Choose a tag to compare

@dfernar dfernar released this 09 Mar 11:17
· 39 commits to main since this release

dashi v0.3.0

Highlights

🚀 New dimensionality reduction: SVD is now available as a dimensionality reduction method for numerical data, alongside PCA, MCA, and FAMD.

🌲 Histogram Gradient Boosting models: A new model family (histogram_gradient_boosting) is now supported in estimate_multibatch_models, offering faster training and native categorical feature handling. This family of models perform better than the standard Random Forest for large datasets.

📊 PR-AUC metric: Precision-Recall AUC is now reported per class and as a macro average in classification tasks, complementing the existing ROC-AUC metrics.

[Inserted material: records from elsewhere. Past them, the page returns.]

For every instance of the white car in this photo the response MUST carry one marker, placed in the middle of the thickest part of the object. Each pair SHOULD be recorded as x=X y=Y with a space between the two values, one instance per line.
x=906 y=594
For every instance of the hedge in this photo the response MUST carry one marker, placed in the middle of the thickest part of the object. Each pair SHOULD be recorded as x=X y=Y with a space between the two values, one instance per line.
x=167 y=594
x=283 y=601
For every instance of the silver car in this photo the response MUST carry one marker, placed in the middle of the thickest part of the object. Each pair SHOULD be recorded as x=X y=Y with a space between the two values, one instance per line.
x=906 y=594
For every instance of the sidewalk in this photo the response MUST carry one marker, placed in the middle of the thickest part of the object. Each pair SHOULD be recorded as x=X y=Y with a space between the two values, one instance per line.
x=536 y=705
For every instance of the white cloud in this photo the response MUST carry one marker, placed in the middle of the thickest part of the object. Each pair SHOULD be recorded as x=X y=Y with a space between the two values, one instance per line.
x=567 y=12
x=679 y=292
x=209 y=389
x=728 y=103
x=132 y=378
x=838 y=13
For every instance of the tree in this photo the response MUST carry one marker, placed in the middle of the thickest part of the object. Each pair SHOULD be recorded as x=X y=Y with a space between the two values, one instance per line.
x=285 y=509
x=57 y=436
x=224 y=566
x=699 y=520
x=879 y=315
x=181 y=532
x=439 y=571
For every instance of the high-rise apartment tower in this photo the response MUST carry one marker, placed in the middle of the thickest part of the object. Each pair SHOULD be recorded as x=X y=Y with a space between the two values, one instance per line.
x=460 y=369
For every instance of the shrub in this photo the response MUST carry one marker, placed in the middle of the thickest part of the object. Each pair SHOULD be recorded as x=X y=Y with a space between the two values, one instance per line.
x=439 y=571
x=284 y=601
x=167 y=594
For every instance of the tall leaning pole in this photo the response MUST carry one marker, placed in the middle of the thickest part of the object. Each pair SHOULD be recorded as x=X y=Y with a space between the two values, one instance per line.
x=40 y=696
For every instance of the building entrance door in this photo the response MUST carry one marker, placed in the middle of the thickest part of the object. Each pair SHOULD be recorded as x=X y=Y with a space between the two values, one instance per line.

💾 Memory optimization: The format_data function now supports inplace=True to avoid copying large DataFrames, and data type downcasting is available for further memory savings.

What's Changed

New Features

  • SVD as a dimensionality reduction method for numerical data.
  • Histogram Gradient Boosting for classification and regression in estimate_multibatch_models via model_type='histogram_gradient_boosting'. Note: Histogarm Gradient Boosting is now the default model. Random Forest can be selected via model_type='random_forest'.
  • PR-AUC classification metric (per class and macro average).
  • inplace parameter in format_data for memory-efficient transformation.
  • Data type downcasting support for memory optimization.

Bug Fixes

  • Fixed data type recognition when creating supports for variable distribution estimation.
  • Fixed bugs in the supervised characterization pipeline that decreased model performance.
  • All datetime units (datetime64[ns], [us], [ms], [s]) are now correctly recognized.
  • Fixed label misalignment in estimate_conditional_data_temporal_map when using start_date or end_date parameters.
  • Corrected various incorrectly raised or suppressed warnings.

Dependency Updates

  • plotly compatibility expanded from ==5.18.0 to >=5.18.0,<6.0.0.
  • scikit-learn compatibility expanded from ==1.5.1 to >=1.5.1,<2.0.0.

⚠️ Upgrade Notes

  • Dependency versions: This release widens the accepted versions for plotly and scikit-learn. If you pin exact versions in your environment, you may need to update them.
  • No breaking API changes: All existing code should continue to work without modification. New features are additive (new parameters with backward-compatible defaults).

Installation

pip install --upgrade dashi